巨大な怪物、怖ろしい怪物が登場する話は、古事記の時代から日本各地にあった。

2006年、改版刊行。民話などでお馴染みの「九尾のきつね」「八俣のおろち」など、一度は読んだことがある話も。改めて読んで楽しんだ。
この本で初めて知ったものも多かったが、中でも「八郎潟」の由来の話が、印象に残った。

人間が龍になり、居場所を求めてさまよい、八郎潟に落ち着き、最後は似たような境遇の龍と結婚するという壮大な話。
途中に出てくるお坊さん(人間)が、龍になった八郎を追い出して、自分が十和田湖に入っていくというくだりが興味深い。
この話の中には、人間が強い意志によって「怪物」(人間以外の存在)になることが当たり前のように描かれている。
強い意志があると、人間とは思えないような活躍をする人が現れるが、そういうことを物語で暗示しているように思えた。

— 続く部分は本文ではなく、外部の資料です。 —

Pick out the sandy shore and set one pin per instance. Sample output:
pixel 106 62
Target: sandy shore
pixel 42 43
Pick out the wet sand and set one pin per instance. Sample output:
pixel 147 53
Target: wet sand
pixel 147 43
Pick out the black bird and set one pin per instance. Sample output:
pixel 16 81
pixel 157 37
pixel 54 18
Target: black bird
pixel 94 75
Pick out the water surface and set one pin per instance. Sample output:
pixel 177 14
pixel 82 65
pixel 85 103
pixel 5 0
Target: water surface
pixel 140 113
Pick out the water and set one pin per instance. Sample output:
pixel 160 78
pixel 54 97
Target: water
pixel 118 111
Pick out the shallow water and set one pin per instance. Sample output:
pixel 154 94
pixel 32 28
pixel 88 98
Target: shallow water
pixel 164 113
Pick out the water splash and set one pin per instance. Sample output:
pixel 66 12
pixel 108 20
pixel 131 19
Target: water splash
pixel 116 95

もっとも主人公の八郎は、うっかり岩魚を食べたことがきっかけて龍になっているので、一概に「強い意志があるものが変身する」とは言えない。そこも面白かった。
怪物が退治されて終わるのではなく、最後が幸せになって、自分に合ったパートナーと一緒になって、素敵な龍の夫婦になるところもとてもいい。お互い、珍しい境遇のドラゴン夫婦。末永く幸せでいて欲しい。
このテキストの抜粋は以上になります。